Der Vorschlag der EU-Kommission ist ein Schritt in die richtige Richtung und der Rat hat bereits im Sommer 2025 eine taugliche Kompromisslinie verabschiedet. Auch im Europäischen Parlament sah es lange nach einem tragfähigen Kompromiss für Verhandlungen aus. Der federführende Rechtsausschuss (JURI) hatte unter Berichterstatter Jörgen Warborn bereits am 13. Oktober 2025 eine Position verabschiedet, die ebenfalls eine deutliche Einschränkung der Berichts- und Sorgfaltspflichten vorsah – etwa durch höhere Schwellenwerte und eine Begrenzung der Sorgfaltspflichten entlang der Lieferkette. Alles gut also? Nein, denn das Plenum des Europäischen Parlaments lehnte diese Position am 22. Oktober 2025 völlig überraschend ab. Seitdem ringen die Fraktionen um einen neuen Kompromiss. Dabei wäre ein klares Signal der Handlungsfähigkeit europäischer Politik so wichtig.

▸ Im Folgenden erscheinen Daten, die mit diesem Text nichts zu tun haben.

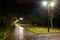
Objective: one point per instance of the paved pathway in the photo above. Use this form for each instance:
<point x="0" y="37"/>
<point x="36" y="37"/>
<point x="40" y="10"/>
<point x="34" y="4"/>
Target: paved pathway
<point x="19" y="33"/>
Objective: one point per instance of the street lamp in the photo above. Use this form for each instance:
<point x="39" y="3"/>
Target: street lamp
<point x="44" y="3"/>
<point x="50" y="5"/>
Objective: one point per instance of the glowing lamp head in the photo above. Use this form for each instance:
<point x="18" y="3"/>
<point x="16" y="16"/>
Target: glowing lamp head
<point x="44" y="3"/>
<point x="52" y="4"/>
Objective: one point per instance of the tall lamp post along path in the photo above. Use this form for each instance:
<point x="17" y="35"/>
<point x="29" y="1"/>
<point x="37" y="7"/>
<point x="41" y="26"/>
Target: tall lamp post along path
<point x="50" y="5"/>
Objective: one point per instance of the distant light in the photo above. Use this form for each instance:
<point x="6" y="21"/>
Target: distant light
<point x="52" y="4"/>
<point x="20" y="18"/>
<point x="44" y="3"/>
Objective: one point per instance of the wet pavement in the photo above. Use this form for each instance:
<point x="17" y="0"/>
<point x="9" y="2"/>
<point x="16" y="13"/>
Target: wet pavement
<point x="20" y="33"/>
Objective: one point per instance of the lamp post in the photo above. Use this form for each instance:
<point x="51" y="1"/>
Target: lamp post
<point x="49" y="5"/>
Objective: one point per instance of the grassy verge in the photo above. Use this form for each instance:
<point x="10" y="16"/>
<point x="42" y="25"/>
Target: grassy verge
<point x="4" y="33"/>
<point x="39" y="30"/>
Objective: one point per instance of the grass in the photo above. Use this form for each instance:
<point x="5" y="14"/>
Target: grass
<point x="39" y="30"/>
<point x="4" y="33"/>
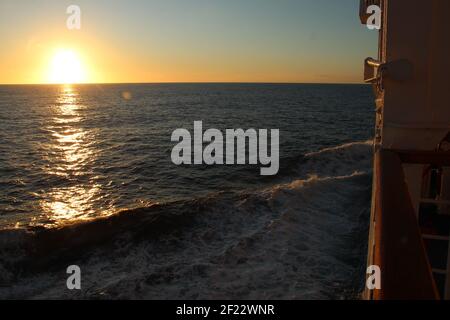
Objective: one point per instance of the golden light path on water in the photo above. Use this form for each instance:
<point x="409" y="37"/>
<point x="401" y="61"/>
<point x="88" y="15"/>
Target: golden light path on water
<point x="72" y="152"/>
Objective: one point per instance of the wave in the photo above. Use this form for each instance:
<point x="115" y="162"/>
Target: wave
<point x="301" y="239"/>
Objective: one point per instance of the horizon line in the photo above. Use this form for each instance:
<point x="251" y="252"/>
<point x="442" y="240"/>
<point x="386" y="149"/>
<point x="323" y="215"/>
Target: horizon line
<point x="179" y="82"/>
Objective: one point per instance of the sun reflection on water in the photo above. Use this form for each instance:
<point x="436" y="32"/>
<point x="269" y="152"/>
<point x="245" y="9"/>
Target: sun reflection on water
<point x="71" y="152"/>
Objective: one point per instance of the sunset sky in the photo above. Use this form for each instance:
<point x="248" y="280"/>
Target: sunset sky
<point x="185" y="41"/>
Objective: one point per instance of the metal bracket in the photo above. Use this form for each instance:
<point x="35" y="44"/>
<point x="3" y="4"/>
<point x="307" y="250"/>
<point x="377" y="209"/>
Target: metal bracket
<point x="375" y="71"/>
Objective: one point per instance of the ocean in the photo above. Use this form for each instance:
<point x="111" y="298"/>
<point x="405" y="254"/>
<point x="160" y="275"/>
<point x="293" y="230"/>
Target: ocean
<point x="86" y="179"/>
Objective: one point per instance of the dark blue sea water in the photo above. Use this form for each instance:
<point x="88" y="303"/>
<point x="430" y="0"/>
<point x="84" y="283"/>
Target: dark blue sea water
<point x="86" y="178"/>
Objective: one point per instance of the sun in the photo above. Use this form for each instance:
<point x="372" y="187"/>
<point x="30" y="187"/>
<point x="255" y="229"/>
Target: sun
<point x="66" y="67"/>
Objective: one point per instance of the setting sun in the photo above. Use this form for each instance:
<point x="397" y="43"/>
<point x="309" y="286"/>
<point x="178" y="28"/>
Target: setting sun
<point x="66" y="67"/>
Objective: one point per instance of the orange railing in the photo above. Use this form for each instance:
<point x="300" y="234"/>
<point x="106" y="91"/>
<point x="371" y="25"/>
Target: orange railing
<point x="398" y="246"/>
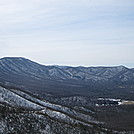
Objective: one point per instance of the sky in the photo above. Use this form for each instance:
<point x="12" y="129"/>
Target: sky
<point x="68" y="32"/>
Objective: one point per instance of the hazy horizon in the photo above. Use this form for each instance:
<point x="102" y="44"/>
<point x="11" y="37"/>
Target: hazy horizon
<point x="72" y="33"/>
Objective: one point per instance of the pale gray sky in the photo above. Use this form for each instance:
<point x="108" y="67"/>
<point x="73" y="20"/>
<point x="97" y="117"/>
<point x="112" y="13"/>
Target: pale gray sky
<point x="68" y="32"/>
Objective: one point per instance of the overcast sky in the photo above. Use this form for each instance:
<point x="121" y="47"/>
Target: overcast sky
<point x="68" y="32"/>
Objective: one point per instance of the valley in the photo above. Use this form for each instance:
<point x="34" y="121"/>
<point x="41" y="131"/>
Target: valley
<point x="55" y="100"/>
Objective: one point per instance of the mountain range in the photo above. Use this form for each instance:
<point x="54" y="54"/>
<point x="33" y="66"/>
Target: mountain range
<point x="41" y="99"/>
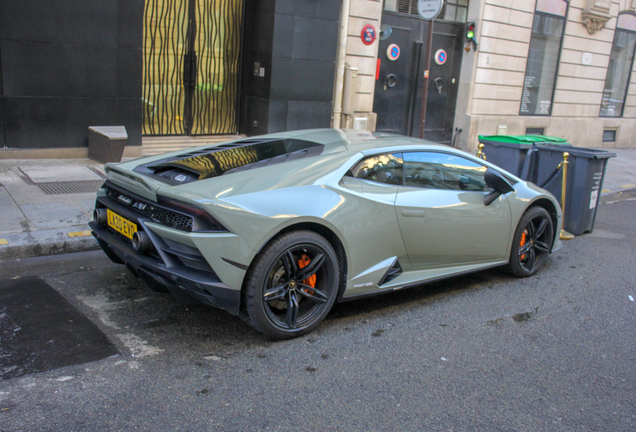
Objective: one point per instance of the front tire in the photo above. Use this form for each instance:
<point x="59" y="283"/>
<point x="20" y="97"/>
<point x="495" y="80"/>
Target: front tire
<point x="291" y="285"/>
<point x="532" y="242"/>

Schon jetzt sind oft mittelständische Zuliefererbetriebe, die gar nicht direkt unter die europäischen Vorgaben fallen, dennoch massiv davon betroffen. Sie sollen im Vorgriff auf die kommenden Regelungen detaillierte Nachhaltigkeitskennzahlen offenlegen, darunter zu Treibhausgasemissionen, Arbeitsbedingungen und ESG-Maßnahmen in der eigenen Lieferkette. Diese sind aber regelmäßig nicht ohne zusätzliche personelle und finanzielle Mittel zu ermitteln. Die klare Sorge: Wer die Zahlen nicht liefert, verliert den Auftrag. Das muss sich ändern.

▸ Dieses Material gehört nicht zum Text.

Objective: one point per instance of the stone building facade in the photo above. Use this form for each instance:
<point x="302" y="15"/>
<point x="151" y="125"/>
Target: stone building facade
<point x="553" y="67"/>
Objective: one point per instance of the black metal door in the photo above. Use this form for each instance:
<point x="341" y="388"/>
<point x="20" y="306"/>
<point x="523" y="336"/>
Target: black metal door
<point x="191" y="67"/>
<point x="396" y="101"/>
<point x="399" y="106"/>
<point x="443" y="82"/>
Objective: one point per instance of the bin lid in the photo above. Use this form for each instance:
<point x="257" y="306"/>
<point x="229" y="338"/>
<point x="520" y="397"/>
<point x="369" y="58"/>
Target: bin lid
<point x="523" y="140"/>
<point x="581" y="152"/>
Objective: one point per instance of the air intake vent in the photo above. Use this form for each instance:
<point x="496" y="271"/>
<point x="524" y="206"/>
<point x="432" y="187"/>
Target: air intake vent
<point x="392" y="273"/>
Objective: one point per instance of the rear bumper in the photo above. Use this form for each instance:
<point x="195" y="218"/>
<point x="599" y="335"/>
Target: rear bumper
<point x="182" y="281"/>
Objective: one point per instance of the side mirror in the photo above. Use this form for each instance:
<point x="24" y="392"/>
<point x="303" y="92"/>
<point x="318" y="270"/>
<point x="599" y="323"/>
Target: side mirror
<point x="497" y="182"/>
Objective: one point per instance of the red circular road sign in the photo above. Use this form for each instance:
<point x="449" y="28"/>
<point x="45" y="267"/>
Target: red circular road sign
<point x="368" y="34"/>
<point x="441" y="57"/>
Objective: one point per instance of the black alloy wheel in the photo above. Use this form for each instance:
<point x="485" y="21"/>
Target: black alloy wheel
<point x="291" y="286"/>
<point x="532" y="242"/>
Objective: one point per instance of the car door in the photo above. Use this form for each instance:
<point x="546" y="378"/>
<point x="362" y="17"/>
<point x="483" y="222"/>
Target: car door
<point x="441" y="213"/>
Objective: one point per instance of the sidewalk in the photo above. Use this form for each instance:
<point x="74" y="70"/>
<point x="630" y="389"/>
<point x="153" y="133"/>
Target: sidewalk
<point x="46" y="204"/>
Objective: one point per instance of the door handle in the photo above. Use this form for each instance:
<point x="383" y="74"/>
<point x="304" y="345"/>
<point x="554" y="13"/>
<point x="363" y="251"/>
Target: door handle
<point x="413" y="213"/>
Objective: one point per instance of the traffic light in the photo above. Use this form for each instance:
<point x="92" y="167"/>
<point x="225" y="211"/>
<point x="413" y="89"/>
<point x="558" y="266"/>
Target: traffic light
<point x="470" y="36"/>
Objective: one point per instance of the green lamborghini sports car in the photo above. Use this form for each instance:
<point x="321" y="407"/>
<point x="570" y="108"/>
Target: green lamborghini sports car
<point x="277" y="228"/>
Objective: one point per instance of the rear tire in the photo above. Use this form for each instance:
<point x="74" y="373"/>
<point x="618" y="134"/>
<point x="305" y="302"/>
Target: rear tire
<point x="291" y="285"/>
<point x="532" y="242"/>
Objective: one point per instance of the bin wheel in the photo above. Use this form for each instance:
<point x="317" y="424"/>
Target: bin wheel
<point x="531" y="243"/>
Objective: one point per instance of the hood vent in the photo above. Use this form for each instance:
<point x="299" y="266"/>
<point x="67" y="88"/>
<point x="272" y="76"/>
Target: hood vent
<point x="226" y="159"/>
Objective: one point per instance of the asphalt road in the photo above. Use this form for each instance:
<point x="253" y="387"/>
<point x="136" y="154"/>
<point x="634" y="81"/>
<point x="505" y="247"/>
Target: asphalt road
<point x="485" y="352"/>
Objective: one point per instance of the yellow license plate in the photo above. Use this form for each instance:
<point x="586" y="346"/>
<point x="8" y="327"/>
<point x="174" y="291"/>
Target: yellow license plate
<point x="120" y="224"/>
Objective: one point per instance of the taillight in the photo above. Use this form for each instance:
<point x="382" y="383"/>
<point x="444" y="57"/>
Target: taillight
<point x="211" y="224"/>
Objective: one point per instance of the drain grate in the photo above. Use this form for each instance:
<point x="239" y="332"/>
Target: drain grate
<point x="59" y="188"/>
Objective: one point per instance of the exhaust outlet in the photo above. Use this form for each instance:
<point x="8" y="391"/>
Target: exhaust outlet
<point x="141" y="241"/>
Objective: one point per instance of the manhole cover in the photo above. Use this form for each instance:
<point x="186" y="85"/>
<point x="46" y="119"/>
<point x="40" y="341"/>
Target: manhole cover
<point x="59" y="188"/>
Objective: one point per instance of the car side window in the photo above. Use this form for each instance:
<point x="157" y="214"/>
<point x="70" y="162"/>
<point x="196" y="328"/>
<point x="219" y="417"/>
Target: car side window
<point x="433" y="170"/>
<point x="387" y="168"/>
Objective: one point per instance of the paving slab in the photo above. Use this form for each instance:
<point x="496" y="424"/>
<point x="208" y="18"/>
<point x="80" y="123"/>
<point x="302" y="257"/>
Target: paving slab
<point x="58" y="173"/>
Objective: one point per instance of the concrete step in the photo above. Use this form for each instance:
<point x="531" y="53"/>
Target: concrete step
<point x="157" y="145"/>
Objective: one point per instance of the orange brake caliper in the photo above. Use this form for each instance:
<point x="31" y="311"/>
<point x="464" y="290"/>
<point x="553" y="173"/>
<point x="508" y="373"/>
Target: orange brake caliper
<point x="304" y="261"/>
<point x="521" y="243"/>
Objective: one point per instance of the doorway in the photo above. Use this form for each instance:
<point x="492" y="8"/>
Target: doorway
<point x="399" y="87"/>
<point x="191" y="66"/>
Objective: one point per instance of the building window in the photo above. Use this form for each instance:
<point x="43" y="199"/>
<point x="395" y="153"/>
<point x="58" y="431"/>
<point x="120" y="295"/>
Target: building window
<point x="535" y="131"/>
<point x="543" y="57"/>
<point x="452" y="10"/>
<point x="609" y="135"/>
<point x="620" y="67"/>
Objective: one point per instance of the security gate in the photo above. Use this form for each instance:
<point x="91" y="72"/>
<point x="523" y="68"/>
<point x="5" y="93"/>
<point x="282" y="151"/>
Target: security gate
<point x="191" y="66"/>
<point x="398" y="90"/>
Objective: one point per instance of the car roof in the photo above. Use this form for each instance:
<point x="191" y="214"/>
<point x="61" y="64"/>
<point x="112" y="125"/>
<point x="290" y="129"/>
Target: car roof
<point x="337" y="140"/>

Mit den geplanten Änderungen würde das Thema Nachhaltigkeit auch nicht wie oft fälschlich behauptet abgeschafft – sondern endlich in vertretbare Bahnen gelenkt. Die Nachhaltigkeitsberichterstattung muss praxistauglich und verhältnismäßig sein – und kein bürokratischer Albtraum.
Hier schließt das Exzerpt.